Saturday, June 2, 2012

Durga Chew-Bose / Carriage Ride


Mariel Hemingway
Carriage Ride
by DURGA CHEW-BOSE
Of Manhattan’s 96 minutes, 25 of them swap comedy for candor and the veneer of midlife fitfulness for a snowy and plainspoken 17-year-old Dalton girl named Tracy. While she only occupies a quarter of the film's runtime - thirteen scenes, one cry, one carriage ride, five toppings on her pie, two close-ups, and the line, "Let's do it some strange way that you've always wanted to do it" - Manhattan belongs to Mariel Hemingway.

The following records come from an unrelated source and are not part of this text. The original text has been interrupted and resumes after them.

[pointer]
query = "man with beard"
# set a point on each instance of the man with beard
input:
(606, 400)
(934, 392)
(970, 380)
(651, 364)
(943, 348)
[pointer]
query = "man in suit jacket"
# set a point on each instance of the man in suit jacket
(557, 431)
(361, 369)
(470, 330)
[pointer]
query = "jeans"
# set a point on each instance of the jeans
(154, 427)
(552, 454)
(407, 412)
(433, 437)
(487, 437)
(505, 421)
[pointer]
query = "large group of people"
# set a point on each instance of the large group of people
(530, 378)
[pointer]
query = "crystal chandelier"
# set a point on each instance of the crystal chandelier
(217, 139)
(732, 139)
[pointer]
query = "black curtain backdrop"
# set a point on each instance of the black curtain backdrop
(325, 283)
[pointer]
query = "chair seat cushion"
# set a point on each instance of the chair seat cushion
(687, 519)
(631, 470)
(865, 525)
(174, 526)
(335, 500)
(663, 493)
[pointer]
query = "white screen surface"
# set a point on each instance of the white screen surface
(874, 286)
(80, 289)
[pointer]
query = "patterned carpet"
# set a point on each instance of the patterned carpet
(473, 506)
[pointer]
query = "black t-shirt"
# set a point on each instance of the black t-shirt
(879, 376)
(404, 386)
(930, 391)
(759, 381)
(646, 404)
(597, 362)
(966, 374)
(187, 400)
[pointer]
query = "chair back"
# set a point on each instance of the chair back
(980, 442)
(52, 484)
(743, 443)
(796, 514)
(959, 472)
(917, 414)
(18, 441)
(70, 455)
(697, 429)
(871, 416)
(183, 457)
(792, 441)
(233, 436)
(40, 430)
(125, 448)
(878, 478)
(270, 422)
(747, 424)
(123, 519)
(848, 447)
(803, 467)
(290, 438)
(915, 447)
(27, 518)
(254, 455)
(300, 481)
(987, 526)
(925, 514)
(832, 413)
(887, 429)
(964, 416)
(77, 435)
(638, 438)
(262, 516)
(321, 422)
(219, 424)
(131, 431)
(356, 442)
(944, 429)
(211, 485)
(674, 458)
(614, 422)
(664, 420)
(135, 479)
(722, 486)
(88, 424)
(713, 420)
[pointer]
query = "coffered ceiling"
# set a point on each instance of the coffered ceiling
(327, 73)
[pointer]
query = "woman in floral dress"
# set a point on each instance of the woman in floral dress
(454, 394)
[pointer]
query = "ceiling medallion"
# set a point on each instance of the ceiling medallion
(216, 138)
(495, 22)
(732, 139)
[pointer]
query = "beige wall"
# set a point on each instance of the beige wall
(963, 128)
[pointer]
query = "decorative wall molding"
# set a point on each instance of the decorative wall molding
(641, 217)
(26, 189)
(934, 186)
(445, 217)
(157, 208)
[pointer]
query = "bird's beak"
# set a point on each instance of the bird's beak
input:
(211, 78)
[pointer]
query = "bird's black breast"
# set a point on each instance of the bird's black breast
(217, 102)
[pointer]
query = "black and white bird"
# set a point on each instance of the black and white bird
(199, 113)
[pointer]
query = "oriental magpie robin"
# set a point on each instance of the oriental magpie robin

From the moment we see her sitting at Elaine’s with her 42-year-old lover, Isaac (Woody Allen), and his married friends, Yale and Emily, Hemingway typifies teenage limbo: a discomfort with oneself that for a lucky few, can yield the most luminous glow. As Yale waxes about "the essence of art" with Isaac, and as Emily, on cue, rolls her eyes and apologizes, "We've had this argument for 20 years," Tracy smiles and accepts. Her age and inexperience might keep her on the periphery this time, but her silence and presence, and elbows resting keenly on the table, suggest considerable aplomb.